Ces lieux ne survivront pas si la question de la propriété n’est pas pensée, la plupart étant locataires. Ainsi, certains projets arrivent à acheter collectivement les espaces, à l’image du Bateau ivre racheté par 1600 personnes à Tours pour faire revivre ce lieu culturel. Nombreux sont ceux qui réfléchissent à un système qui permettrait de racheter les espaces pour qu’ils soient la propriété exclusive d’associations ouvertes qui ne pourront pas s’enrichir sur le bien mais devront s’assurer de conserver la raison d’être du lieu. A l’image de ce qui est fait dans l’agriculture avec Terre de Liens ou dans le logement avec le Mietshäuser Syndikat.
Le déploiement des tiers lieux se fera aussi par le maillage entre les espaces au niveau d’un territoire afin de pouvoir naviguer entre des lieux très divers permettant de s’investir dans des activités différentes (cuisine, fabrication, artisanat, bureaux, loisir etc…) et de se sentir un peu partout chez soi.
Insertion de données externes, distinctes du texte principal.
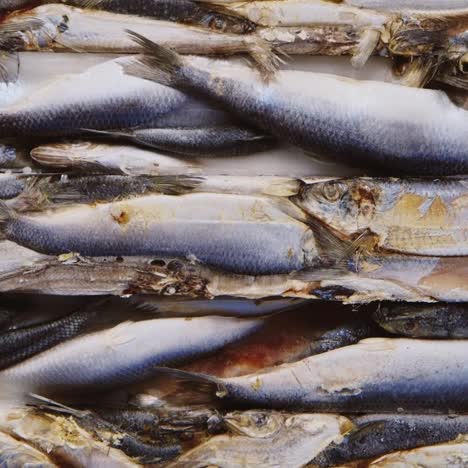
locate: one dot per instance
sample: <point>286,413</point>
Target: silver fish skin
<point>66,27</point>
<point>7,155</point>
<point>375,435</point>
<point>111,358</point>
<point>453,454</point>
<point>424,133</point>
<point>211,141</point>
<point>267,440</point>
<point>414,216</point>
<point>424,320</point>
<point>229,307</point>
<point>111,158</point>
<point>236,233</point>
<point>382,375</point>
<point>11,186</point>
<point>17,454</point>
<point>69,103</point>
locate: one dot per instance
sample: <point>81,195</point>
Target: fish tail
<point>7,215</point>
<point>184,387</point>
<point>159,64</point>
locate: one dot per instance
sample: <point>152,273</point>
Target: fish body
<point>17,454</point>
<point>415,216</point>
<point>375,375</point>
<point>452,454</point>
<point>424,320</point>
<point>308,12</point>
<point>18,345</point>
<point>184,11</point>
<point>64,441</point>
<point>68,28</point>
<point>114,159</point>
<point>360,123</point>
<point>11,186</point>
<point>125,354</point>
<point>212,141</point>
<point>236,233</point>
<point>267,439</point>
<point>231,307</point>
<point>69,103</point>
<point>375,435</point>
<point>7,155</point>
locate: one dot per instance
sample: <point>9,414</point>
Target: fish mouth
<point>61,155</point>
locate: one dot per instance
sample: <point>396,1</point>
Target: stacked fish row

Si nous voulons comprendre cette nouvelle société qui vient, nous pouvons commencer à la découvrir à travers ce qui se construit dans les tiers-lieux, parfois même à l’insu de leurs propres acteurs, qui sont eux-mêmes traversés par des énergies qui viennent de l’avenir. D’un côté des valeurs autrefois fécondes s’effondrent, de l’autre la vie continue inlassablement à inventer et à sourdre du fond de la société. De nouvelles solidarités apparaissent, à bas bruit, horizontalement, à la base, loin des lieux du pouvoir apparent. Elles unissent des humains entre eux, n’écrasant pas leur diversité, mais cherchant, avec et au-delà de leur altérité, des nouvelles manières fluides et fragiles de faire advenir de nouveaux communs, grâce à de multiples formes d’entreprises. Les tiers-lieux sont un de ces champs où fleurissent de telles initiatives promises à un avenir créatif. Là se trouvent les ferments de nouvelles interdépendances, de nouvelles possibilités de vie, fondées sur les intersubjectivités qui ignorent l’objectivation scientifique et la domination technologique, et sur des rapports d’égalité et de réciprocité qui se désintéressent des rapports de forces et de raison. Leurs participants sont adeptes de la non-violence gandhienne et de modes d’action au féminin pour transformer la société. Ils vivent leur émancipation naturellement sans être prisonniers des luttes idéologiques, car ils ont l’intuition de l’ambivalence de toute position. Pour eux, la coercition et l’obéissance ne sont pas consubstantielles aux liens de société, les lois devant être au service des solidarités et des libertés et non l’inverse. Ils cherchent à pratiquer la redistribution. Ils substituent aux contacts distants de notre société atomisée, utilitariste et marchandisée, des liens qui engagent les relations et qui les tiennent. Ils se risquent à l’intimité. Là où, tout en devenant de plus en plus différents, les individus se montrent davantage solidaires. C’est ici que se trouve la véritable nouveauté : chacun-e devenant de plus en plus singulier-e, tout en participant activement à des groupes eux-mêmes en changement continuel et fort différents les uns des autres.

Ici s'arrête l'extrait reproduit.